The Story of Polycarp
Be faithful unto death, and I will give you the crown of life. Revelations 2:10
Growing up in church, we often celebrated stories of the martyrs – those who were killed for their faith. Even as a kid though, I wondered what I’d do if my life were threatened for my beliefs. In those stories, there’s often a moment where the Christian is given a chance to reject his (or her) faith and when he refuses, he’s killed in some horrible way. I’ve always wondered if I’d choose faith – and death. I always thought maybe I could just say the right words – rejecting Christ – without really meaning it. That way, at least, I’d be alive. I mean, if all the accusers wanted was to hear me say, I don’t believe, how bad could it be to tell them what they wanted to hear?

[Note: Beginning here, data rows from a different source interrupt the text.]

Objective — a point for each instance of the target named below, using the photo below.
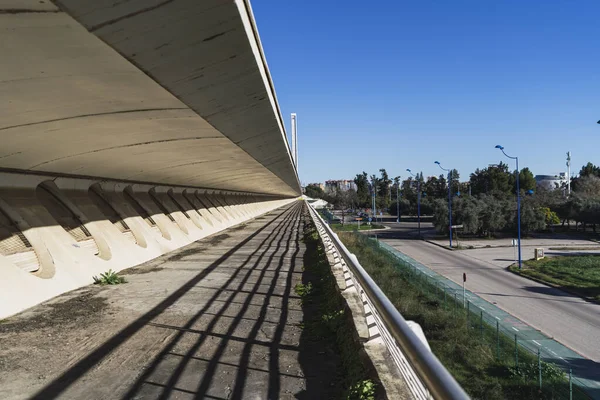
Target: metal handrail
(429, 369)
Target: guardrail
(412, 357)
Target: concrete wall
(64, 263)
(172, 93)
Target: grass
(348, 227)
(327, 319)
(482, 362)
(591, 247)
(577, 274)
(109, 278)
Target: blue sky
(400, 84)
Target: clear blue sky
(399, 84)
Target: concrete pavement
(568, 319)
(218, 319)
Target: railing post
(468, 307)
(570, 384)
(481, 325)
(498, 340)
(516, 353)
(445, 298)
(540, 367)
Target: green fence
(531, 356)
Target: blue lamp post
(518, 203)
(398, 200)
(449, 171)
(418, 200)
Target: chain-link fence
(532, 357)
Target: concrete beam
(173, 93)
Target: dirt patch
(238, 228)
(218, 239)
(185, 253)
(141, 270)
(83, 306)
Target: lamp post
(418, 200)
(449, 171)
(518, 203)
(374, 200)
(398, 200)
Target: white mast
(294, 141)
(568, 173)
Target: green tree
(589, 170)
(526, 180)
(495, 214)
(362, 190)
(493, 179)
(455, 181)
(466, 212)
(383, 190)
(532, 218)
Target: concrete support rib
(131, 129)
(165, 218)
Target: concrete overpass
(129, 129)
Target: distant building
(341, 184)
(551, 182)
(318, 184)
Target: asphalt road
(567, 318)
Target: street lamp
(518, 203)
(373, 186)
(418, 200)
(398, 200)
(449, 171)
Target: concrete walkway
(217, 320)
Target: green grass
(482, 362)
(577, 274)
(109, 278)
(349, 227)
(327, 319)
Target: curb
(439, 245)
(553, 285)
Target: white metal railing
(425, 376)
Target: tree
(492, 179)
(589, 170)
(350, 198)
(314, 191)
(526, 180)
(495, 214)
(362, 190)
(454, 181)
(587, 186)
(383, 190)
(466, 212)
(532, 218)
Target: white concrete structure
(128, 129)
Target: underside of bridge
(129, 129)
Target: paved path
(568, 318)
(217, 320)
(565, 317)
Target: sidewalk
(218, 319)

Thankfully, my life has never been threatened for my faith. I’m free to go to church on Sunday, and I write a blog about faith and recovery. In the context of today’s passage though, the church at the time faced violent persecution. In the passage, Christ asked the church in Smyrna to be faithful unto death. He commanded that even though they may lose their lives for their faith, they must still cling to it.
In the congregation, sat a well-known Christian named Polycarp, a leader of the early church. When arrested and sentenced to be burned at the stake for his faith, the Romans gave Polycarp a chance to recant, reject Christ, and save himself. All he had to do was utter one little phrase – Caesar is Lord – and he could walk away. Polycarp is said to have responded, Eighty-six years I have served Christ, and He never did me any wrong. How can I blaspheme my King who saved me? Given the chance to save himself, Polycarp realized that God had already saved him. Ultimately, Polycarp had no power to avoid death and save himself. He’d experienced an authentic life of knowing God and so, he could not reject him, even when threatened with death. Polycarp knew that he would only delay his death a few years perhaps. He wanted to meet God with a clean conscience and so he did.
Would I be faithful unto death? Do I know that God has saved me and that I can do nothing to save myself? Do I have a faith that is worth dying for? All of those questions reveal the nature of my faith and my relationship with God. I may claim that my faith is the most important thing to me, but do I live that way? I may never have to die for my faith, but the question is – Will I live for it?